Si c’est au président de nommer le Premier ministre, Macron devra choisir quelqu’un qui pourra compter sur le soutien du Parlement et donc tenir compte du résultat des négociations et des compromis entre les partis.

« Juridiquement parlant, il n’y a pas de consignes » sur le rôle du président dans ces négociations, a expliqué le professeur de droit constitutionnel Bonnet. En pratique, Macron « ne jouera probablement pas un rôle de médiateur » car il « a peu de marge de manœuvre politique » après avoir perdu l’élection, a-t-il ajouté.

En Allemagne, c’est le chancelier lui-même qui mène les négociations avec les autres partis. Dans certains pays, comme en Italie, le président organise des consultations avec les chefs de partis pour déterminer quel Premier ministre pourrait obtenir la majorité au parlement.

François Bayrou, allié de Macron, estime que quelque chose de similaire devrait se produire en France : le président, et non les partis, devrait sortir de l’impasse en choisissant un Premier ministre de compromis, a-t-il déclaré.

En pratique, Emmanuel Macron « ne jouera probablement pas un rôle de médiateur » car il « a peu de marge de manœuvre politique » après avoir perdu l’élection, a-t-il ajouté. | Ludovic Marin/AFP via Getty Images

Le problème est que Macron lui-même n’est peut-être pas le médiateur idéal. Il est arrivé à l’Élysée en tant qu’outsider, soutenu par son propre mouvement politique, et a souvent été critiqué pour son attitude distante.
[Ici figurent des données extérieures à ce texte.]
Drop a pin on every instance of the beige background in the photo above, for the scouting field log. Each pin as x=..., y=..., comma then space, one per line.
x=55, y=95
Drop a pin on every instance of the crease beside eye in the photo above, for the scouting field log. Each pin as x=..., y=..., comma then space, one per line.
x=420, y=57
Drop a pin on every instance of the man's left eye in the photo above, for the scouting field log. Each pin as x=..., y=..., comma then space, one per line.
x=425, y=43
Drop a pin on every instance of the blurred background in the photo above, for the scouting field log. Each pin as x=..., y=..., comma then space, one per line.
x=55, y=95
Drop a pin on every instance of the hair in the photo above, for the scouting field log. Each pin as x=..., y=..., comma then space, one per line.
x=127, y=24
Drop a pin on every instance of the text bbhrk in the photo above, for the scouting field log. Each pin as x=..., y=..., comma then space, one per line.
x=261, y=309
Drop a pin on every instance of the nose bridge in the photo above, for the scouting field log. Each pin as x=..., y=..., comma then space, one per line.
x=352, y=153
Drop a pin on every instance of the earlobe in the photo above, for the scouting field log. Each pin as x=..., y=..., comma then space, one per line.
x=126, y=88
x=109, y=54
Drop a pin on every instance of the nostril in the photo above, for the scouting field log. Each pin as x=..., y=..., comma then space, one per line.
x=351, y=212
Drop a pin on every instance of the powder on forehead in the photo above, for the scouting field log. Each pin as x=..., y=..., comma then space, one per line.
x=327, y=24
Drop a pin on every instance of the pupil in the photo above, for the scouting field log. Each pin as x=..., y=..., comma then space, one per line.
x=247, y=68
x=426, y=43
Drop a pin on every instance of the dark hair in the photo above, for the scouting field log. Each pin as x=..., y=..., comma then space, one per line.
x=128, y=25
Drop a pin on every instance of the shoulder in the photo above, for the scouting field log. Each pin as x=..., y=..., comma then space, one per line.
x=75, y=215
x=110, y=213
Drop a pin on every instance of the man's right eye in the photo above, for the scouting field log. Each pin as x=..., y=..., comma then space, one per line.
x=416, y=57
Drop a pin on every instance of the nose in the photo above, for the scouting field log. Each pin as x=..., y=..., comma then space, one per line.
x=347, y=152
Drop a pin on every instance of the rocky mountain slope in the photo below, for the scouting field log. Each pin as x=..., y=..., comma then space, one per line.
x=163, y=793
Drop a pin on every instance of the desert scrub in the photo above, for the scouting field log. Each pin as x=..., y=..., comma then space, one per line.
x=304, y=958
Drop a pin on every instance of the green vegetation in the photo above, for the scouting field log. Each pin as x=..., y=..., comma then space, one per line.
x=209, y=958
Dans sa lettre aux Français la semaine dernière, Macron a clairement indiqué qu’il ne nommerait qu’un Premier ministre soutenu par une coalition « solide, nécessairement plurielle », tout en appelant à des efforts « calmes et respectueux » pour rechercher un compromis.

« Cela signifie donner un peu de temps aux forces politiques », a-t-il déclaré.

Mélenchon n’a pas tardé à fustiger le message de Macron, le qualifiant de « veto royal » visant à empêcher la gauche de diriger la France.

Pour certains, la fragmentation de l’Assemblée nationale montre que le système électoral français n’est plus adapté à ses objectifs.

Dans le système électoral actuel à deux tours, le candidat qui obtient le plus de voix au second tour dans une circonscription donnée remporte le siège parlementaire.

Ce système tend à polariser le débat politique en demandant aux électeurs de choisir entre des candidats au second tour qui n’étaient pas nécessairement leur premier choix. L’objectif de ce système de scrutin majoritaire uninominal à un tour est de garantir que les forces politiques bénéficiant du plus grand nombre de voix puissent remporter la majorité parlementaire nécessaire pour gouverner.

Cette fois-ci, les choses ne se sont pas passées comme ça, ce qui a rouvert le débat sur la question de savoir si la France devrait plutôt adopter un système de vote proportionnel, où les petits partis sont mieux représentés, comme c’est le cas aux élections du Parlement européen et dans des pays comme les Pays-Bas, par exemple.

La réforme du système électoral a déjà été inscrite à l’ordre du jour du Parlement français, mais elle n’a jamais été adoptée. Si l’on en croit les négociations en cours, qui sont tendues, le jour où la France adoptera l’art européen du compromis de coalition semble encore loin.